Germantown Performing Arts Center [GPAC] hosts Herbie Hancock Quintet on Saturday, October 18, 2025

There’s a lot of looking backward in the jazz world. And that’s not a bad thing: it could be argued that one of the greatest contributions of jazz education today is its focus on a history that bucks all trends of planned obsolescence and the hellish, eternal now of consumer culture. Jazz brings with it a lesson in memory that counters all those oversimplified histories of Great White Men that reactionaries so often celebrate. So when I see the great Duke Ellington celebrated by Jazz at Lincoln Center, and Memphis’ own Central High School Jazz Band named the best young purveyors of that tradition in the world, I get choked up. Take that, AI!

But it’s important to recall the other face of jazz, the face that looks forward into the future, or inward into the soul, by breaking with all tradition, embracing the innovative, the extemporaneous, and the improvised. And at the Germantown Performing Arts Center (GPAC) last Saturday, that was the face of Herbie Hancock and his quintet.

You can’t say he didn’t warn us. “We’re gonna do some really strange things,” he quipped after he’d greeted crowd in the sold-out Highland Capital Performance Hall. “You like strange and weird music?” he asked, as the audience replied with shouts and cheers of encouragement. “I always ask the audience that, and they always go ‘Yeah!’ Are you sure? Because I’m gonna start with this synthesizer. This is a Korg Kronos, right?”

Germantown Performing Arts Center [GPAC] hosts Herbie Hancock Quintet on Saturday, October 18, 2025

With that, perhaps by way of reassurance, he launched into some mellow chords using a sound akin to a Fender Rhodes electric piano. But then he stopped and said, “I’m gonna start with something weirder than that.”

The swooping starship sounds that followed then led to an atmospheric, improvised workout that initially sounded more like a classic Tomita electronic music track, further evolving as the band fell in one by one. It was utterly captivating and absolutely unpredictable.

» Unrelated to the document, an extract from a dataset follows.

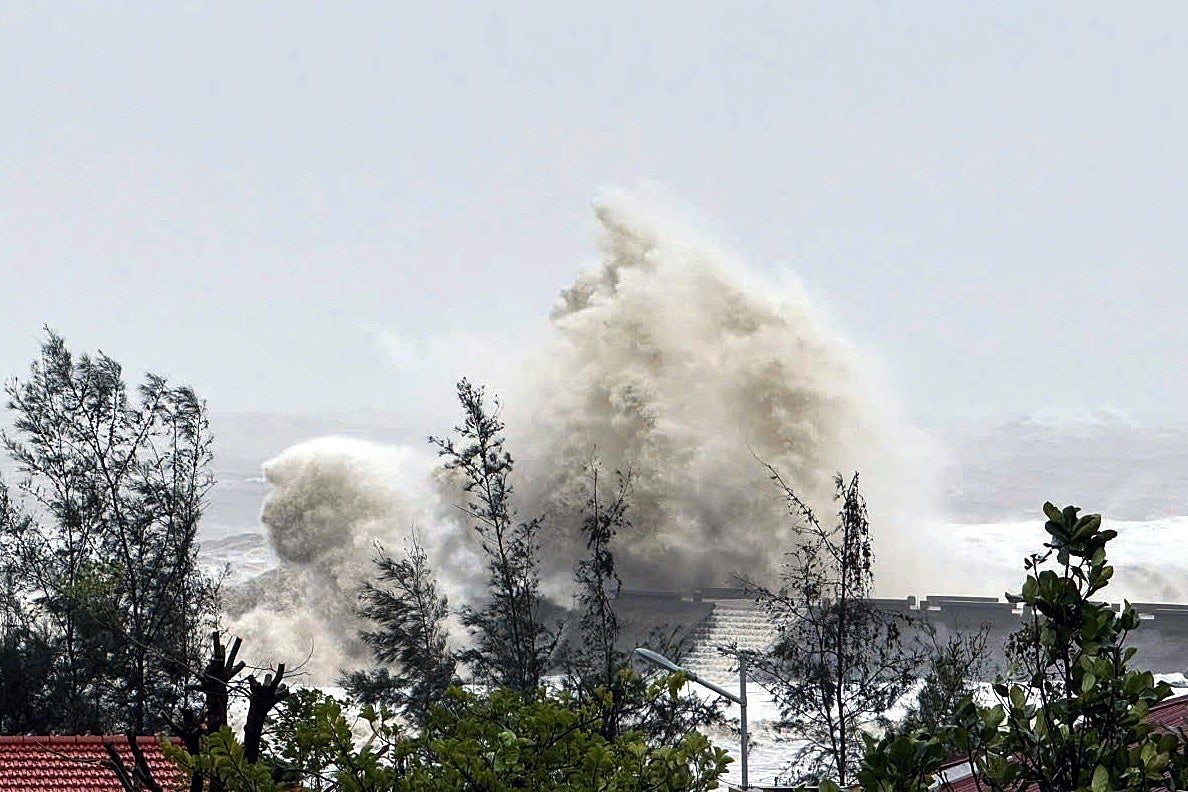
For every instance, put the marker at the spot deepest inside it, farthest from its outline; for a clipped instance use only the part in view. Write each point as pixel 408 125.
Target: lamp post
pixel 740 698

The band, featuring Terence Blanchard (trumpet), James Genus (bass), Lionel Loueke (guitar and vocals), and Jaylen Petinaud (drums), matched Hancock’s “weirdness” with inventiveness and aplomb, as the extended jam morphed into brief snippets of his better-known tunes before moving on to other tempos and textures. Some echoed Hancock’s exquisite early improv work like Inventions & Dimensions when he played the acoustic piano, pivoting on his bench between that and the Korg.

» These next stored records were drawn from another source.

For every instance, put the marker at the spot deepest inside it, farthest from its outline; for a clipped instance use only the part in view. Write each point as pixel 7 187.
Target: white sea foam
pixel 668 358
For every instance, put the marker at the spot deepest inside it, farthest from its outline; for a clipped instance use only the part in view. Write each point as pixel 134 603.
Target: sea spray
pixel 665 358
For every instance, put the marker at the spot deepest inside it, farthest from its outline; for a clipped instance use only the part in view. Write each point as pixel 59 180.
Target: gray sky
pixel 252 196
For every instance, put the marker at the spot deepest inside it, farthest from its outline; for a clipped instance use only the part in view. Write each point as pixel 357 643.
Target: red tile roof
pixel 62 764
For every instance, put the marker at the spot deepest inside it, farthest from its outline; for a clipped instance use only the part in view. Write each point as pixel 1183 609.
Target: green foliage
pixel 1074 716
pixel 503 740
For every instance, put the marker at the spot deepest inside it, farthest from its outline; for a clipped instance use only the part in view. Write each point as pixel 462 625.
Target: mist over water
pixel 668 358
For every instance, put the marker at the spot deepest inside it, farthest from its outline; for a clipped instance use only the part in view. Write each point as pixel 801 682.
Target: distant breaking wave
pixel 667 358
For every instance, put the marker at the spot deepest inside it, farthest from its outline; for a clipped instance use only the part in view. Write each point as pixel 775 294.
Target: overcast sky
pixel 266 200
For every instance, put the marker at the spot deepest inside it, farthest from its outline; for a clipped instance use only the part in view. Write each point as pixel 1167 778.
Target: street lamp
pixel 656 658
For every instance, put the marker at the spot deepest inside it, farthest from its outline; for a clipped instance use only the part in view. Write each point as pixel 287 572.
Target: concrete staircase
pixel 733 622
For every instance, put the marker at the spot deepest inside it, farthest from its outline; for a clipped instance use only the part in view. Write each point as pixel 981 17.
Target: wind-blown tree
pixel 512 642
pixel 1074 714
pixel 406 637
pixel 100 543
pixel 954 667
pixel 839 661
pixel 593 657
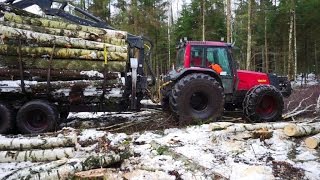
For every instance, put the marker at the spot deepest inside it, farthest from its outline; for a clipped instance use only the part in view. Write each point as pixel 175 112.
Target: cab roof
pixel 210 43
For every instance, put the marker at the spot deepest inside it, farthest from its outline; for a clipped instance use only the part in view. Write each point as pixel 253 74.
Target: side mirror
pixel 236 64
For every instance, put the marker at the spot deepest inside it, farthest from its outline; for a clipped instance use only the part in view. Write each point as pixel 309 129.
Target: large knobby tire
pixel 263 103
pixel 37 116
pixel 197 96
pixel 6 117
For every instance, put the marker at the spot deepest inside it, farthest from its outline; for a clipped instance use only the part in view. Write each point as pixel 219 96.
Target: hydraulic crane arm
pixel 46 7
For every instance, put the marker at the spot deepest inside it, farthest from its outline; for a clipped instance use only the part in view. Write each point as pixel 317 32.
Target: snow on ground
pixel 205 152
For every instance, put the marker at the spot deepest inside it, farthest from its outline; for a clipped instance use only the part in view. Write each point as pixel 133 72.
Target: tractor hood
pixel 249 79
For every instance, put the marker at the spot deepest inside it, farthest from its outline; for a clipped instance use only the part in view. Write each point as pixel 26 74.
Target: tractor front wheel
pixel 197 96
pixel 263 103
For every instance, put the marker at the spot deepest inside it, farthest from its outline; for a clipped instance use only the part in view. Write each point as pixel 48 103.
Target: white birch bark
pixel 313 141
pixel 295 130
pixel 252 127
pixel 36 155
pixel 36 143
pixel 63 41
pixel 43 22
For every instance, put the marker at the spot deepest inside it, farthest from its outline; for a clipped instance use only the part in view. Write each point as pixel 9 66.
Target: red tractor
pixel 205 81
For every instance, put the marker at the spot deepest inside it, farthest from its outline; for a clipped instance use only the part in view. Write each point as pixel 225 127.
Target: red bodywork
pixel 197 62
pixel 249 79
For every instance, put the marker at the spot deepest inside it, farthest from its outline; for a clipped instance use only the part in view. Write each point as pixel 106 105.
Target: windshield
pixel 180 58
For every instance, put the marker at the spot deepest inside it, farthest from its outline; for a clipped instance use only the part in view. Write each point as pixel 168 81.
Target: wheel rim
pixel 199 101
pixel 267 106
pixel 36 120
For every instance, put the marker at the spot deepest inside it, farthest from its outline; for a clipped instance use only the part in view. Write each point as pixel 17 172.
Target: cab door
pixel 221 56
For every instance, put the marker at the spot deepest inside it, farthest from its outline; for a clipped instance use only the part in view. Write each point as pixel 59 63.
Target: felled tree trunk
pixel 313 142
pixel 62 53
pixel 49 40
pixel 63 25
pixel 68 33
pixel 55 75
pixel 12 9
pixel 301 130
pixel 66 169
pixel 36 143
pixel 36 155
pixel 252 127
pixel 24 172
pixel 62 64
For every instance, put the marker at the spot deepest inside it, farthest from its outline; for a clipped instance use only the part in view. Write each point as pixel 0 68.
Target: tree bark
pixel 61 53
pixel 295 130
pixel 62 64
pixel 64 25
pixel 20 144
pixel 229 38
pixel 290 52
pixel 36 155
pixel 248 64
pixel 24 172
pixel 313 142
pixel 68 33
pixel 252 127
pixel 63 41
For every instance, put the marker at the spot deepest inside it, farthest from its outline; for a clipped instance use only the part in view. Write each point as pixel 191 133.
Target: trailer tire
pixel 6 116
pixel 263 103
pixel 37 116
pixel 197 96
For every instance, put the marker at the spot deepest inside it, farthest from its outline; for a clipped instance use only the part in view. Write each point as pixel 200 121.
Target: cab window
pixel 219 55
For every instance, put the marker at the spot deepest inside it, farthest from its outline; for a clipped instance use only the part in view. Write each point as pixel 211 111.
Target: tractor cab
pixel 213 58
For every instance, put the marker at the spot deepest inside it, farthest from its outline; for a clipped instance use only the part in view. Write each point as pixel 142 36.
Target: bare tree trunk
pixel 290 52
pixel 266 39
pixel 248 64
pixel 229 38
pixel 203 20
pixel 295 46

It was a journey that dipped back into history, then leapt into unknown sonic landscapes โ€” at times more like a roller coaster ride. Nearly a half hour later, it ended to wild applause, and Hancock told us dryly, “Thank you, that was the overture.”

Germantown Performing Arts Center [GPAC] hosts Herbie Hancock Quintet on Saturday, October 18, 2025

And indeed it had been, preparing us for the remaining hour and a half to come, without breaks. Blanchard, a deservedly renowned composer in his own right, never faltered with his warm, wailing tone, keeping an organic, emotional grounding in the sonic swirl to match Hancock’s piano and Petinaud’s blend of classic kit work and atmospheric cymbals. Meanwhile, Genus and Loueke never shirked from the possibilities of effects pedals, especially Loueke’s processed guitar interjections that brought their own synthesizer flavors to the group. And he also introduced the percussive guitar lines of his native Benin into the mix, subtly adding an African dimension to Hancock’s music.

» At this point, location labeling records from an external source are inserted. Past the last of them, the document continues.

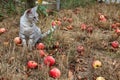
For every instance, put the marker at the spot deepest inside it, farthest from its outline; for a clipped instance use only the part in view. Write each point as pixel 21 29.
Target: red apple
pixel 80 49
pixel 96 64
pixel 54 23
pixel 70 20
pixel 49 60
pixel 17 40
pixel 2 30
pixel 55 73
pixel 32 64
pixel 117 24
pixel 42 53
pixel 115 44
pixel 114 26
pixel 58 23
pixel 102 18
pixel 40 46
pixel 90 29
pixel 64 18
pixel 83 26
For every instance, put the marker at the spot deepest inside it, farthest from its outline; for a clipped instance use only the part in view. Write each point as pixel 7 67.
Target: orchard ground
pixel 73 65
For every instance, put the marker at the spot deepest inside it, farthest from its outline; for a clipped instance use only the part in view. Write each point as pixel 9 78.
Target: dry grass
pixel 97 46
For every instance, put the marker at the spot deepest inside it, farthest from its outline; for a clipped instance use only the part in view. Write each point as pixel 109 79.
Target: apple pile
pixel 48 60
pixel 88 28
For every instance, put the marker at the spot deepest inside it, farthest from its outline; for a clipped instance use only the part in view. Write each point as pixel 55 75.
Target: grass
pixel 97 46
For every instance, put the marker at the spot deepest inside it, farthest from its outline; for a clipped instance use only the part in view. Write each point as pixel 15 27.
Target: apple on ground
pixel 114 26
pixel 115 44
pixel 117 31
pixel 2 30
pixel 40 46
pixel 80 49
pixel 49 61
pixel 64 18
pixel 17 40
pixel 70 20
pixel 32 64
pixel 53 23
pixel 96 64
pixel 55 73
pixel 59 23
pixel 83 26
pixel 100 78
pixel 42 53
pixel 90 29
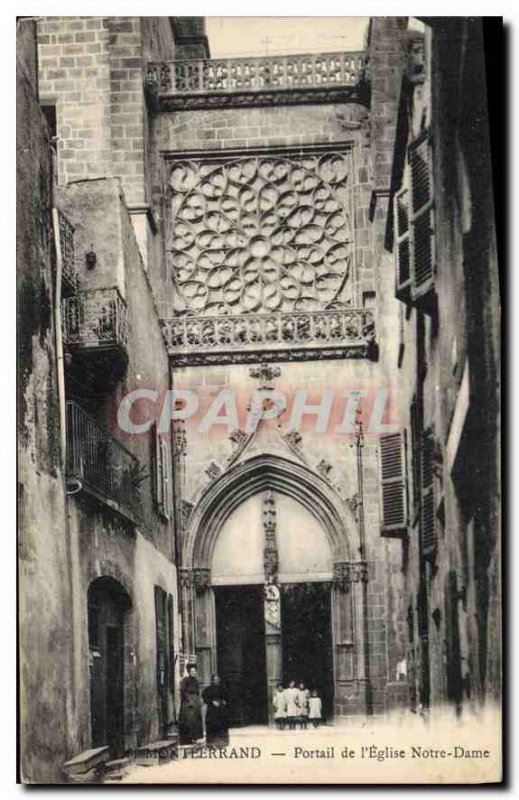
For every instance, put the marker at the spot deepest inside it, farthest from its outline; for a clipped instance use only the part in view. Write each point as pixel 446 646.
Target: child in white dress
pixel 315 709
pixel 304 697
pixel 292 702
pixel 280 706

The shining example of this was Loueke’s funktastic arrangement of a medley that included “Hang Up Your Hang Ups,” “Rockit,” and “Spider,” all some of the finest jazz-funk from Hancock’s catalog. From there, Hancock ramped up the funk factor even further when he strapped on a keytar (a keyboard held like a guitar) and launched into the synth bass line of “Chameleon,” the ultra-groovy opening track from his masterpiece, Head Hunters.

That was the incendiary finale that had the crowd rising to an uproarious standing ovation for the 85-year-old powerhouse player and his group. And yet, what really stuck with me as I filed out with the rest of the audience was a quieter moment in the show, a sort of break for the band while Hanock sat at the Korg and improvised an open meditation on our unity as a species. It was the night’s most definitive voyage into the future, given that even his synth-funk is a half century old.

He spoke and sang through a vocoder, so his voice rang out with the tones of the keyboard’s synth tones. It was more like a Laurie Anderson bit than any jazz I’ve ever heard. And in this soliloquy of sorts, he exhorted us to be more polite … to robots.

“We don’t thank them enough for what they do for us,” he said. “Think about it… they are our new children, aren’t they? They really are. Don’t you think it might be important to teach them, teach them ethics?” From there he went on to meditate on humanity itself, asking the musical question, “How many families are there on the earth?”

With that, he moved to his real, human voice on the other mic and said “You know what my answer is?” And he silently held up a single finger to signify the number, as some in the audience half-gasped the word, “One.”